The results in Figure 2(B) and Table 1 show that the molecular sieves on their own had a very weak catalytic effect on the structural conversion of PPD type saponins (Figure 2(B); Table 1, entries 4‐6). However, when the transformation was catalyzed by hydrochloric acid coupled with the molecular sieves, most of the raw materials were consumed. Compared to the absence of molecular sieves, TLC analysis showed that the color of the decomposition product spots above ginsenoside Rg5 was significantly lighter. In addition, HPLC quantitative analysis showed that combining a molecular sieve with hydrochloric acid (Table 1, entries 7‐9) led to a significant improvement in the yield of ginsenoside Rg5, compared to the 34.2% obtained in the absence of a molecular sieve (Table 1, entry 3). The yield was also higher than that obtained from traditional methods.^18

-21 This indicates that addition of molecular sieves, especially 4A MS, may improve the yield of Rg5 by inhibiting its decomposition (Table 1, entries 8). Notably, PPD type saponins were mainly transformed into ginsenoside Rg5 and 20(S)-Rg3, with high stereoselectivity in a de of 92% for the 3A and 4A molecular sieves and 59% for 5A.

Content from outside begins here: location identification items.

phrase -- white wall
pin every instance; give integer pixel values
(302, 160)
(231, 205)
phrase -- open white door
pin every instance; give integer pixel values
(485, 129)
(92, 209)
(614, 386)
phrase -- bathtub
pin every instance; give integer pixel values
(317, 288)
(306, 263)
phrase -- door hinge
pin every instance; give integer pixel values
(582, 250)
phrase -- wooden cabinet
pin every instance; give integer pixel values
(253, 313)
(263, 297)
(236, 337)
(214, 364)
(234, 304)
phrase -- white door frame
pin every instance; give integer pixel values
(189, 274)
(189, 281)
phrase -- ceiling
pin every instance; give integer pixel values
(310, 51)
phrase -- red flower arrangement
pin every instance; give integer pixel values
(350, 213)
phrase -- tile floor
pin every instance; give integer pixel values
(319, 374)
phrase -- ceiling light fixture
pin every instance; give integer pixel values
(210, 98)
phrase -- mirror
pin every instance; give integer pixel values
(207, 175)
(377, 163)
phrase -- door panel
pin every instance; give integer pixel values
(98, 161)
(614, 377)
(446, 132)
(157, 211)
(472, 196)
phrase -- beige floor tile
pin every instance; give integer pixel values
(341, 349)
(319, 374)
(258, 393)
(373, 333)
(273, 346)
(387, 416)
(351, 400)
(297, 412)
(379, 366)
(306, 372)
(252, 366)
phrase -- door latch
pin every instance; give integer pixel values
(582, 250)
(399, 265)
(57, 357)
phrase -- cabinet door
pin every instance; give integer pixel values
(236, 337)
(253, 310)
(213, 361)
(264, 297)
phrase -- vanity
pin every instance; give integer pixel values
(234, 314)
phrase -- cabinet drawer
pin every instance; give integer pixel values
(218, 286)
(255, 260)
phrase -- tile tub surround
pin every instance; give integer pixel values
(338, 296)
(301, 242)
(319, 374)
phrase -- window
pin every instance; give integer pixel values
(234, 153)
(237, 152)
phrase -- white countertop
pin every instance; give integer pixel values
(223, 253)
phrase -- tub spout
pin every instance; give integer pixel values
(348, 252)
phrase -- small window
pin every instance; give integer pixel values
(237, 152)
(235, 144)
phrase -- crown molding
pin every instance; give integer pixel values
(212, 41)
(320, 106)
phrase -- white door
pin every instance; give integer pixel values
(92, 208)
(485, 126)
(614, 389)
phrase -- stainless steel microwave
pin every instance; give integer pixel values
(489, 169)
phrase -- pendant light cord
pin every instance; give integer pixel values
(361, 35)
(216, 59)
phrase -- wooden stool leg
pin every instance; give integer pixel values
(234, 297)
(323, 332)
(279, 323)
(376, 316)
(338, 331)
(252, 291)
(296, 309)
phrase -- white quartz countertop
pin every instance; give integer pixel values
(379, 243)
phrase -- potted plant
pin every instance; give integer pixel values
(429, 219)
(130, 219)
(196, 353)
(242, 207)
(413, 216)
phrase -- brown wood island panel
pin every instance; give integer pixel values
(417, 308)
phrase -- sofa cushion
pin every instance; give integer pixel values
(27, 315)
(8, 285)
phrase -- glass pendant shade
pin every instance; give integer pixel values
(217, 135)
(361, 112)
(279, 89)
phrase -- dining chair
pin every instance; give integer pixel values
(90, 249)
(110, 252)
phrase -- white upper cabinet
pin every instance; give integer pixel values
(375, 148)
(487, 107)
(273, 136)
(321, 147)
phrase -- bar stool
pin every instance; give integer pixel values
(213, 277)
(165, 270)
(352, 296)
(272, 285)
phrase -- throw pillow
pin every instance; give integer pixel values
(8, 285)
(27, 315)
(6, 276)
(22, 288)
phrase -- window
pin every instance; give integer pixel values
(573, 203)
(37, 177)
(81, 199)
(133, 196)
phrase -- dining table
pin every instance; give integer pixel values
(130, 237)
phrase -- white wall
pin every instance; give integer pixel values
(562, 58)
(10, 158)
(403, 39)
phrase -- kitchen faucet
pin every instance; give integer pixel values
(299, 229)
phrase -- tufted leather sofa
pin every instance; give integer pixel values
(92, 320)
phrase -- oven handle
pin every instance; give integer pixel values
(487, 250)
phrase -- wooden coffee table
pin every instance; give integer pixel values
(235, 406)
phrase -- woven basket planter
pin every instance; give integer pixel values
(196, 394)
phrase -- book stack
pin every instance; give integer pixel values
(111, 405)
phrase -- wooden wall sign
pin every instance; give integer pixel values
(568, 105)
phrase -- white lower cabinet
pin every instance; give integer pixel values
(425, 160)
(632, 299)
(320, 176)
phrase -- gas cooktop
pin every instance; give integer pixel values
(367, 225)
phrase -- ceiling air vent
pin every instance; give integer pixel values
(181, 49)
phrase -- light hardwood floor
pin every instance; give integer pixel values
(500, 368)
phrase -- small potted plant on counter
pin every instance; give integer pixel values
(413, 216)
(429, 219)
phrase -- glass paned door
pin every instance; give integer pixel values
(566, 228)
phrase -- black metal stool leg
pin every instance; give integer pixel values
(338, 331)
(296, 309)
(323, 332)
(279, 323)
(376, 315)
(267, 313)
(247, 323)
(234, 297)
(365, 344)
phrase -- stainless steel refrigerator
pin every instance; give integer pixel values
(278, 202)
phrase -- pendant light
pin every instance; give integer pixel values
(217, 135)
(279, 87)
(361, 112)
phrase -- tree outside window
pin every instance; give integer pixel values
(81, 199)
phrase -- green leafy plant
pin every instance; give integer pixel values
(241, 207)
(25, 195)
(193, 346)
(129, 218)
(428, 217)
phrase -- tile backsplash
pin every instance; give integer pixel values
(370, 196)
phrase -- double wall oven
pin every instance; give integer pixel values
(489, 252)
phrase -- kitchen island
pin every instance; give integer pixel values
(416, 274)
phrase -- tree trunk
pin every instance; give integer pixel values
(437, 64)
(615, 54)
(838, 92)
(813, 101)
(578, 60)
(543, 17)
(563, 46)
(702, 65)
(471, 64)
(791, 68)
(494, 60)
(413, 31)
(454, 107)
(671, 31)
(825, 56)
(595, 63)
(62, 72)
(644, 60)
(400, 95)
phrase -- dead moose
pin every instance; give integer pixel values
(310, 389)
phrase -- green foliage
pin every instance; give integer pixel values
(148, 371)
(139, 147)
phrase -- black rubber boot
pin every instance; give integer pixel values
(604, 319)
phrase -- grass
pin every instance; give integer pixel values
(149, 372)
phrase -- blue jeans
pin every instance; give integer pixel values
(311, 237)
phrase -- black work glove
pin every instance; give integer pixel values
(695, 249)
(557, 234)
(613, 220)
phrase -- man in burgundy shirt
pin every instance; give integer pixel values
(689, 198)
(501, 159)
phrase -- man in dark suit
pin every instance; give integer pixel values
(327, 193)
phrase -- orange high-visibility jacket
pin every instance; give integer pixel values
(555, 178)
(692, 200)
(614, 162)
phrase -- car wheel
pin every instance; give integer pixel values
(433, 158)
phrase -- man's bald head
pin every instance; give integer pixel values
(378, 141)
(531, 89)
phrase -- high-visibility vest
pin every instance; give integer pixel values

Optimization of Conditions for the Preparation of Ginsenoside Rg5

Optimization of the reaction temperature

Fifteen milligrams of the 4A molecular sieve was added into 0.5 ml of the PPD type saponin solution in ethanol (10 mg/mL) and 0.2 mol/L of hydrochloric acid. The solution was then stirred at 40‐80 ℃ for 2 hours. The results showed that there was an increase in the yield of ginsenoside Rg5 with a rise in the reaction temperature, reaching a maximum at 70 ℃ (Supplemental Table S1). Notably, the yield of ginsenoside Rg5 began to decrease when the reaction temperature increased to 80 °C. This indicates that the reaction efficiency can be accelerated with the increase of reaction temperature, but the decomposition of Rg5 will be increased at the same time.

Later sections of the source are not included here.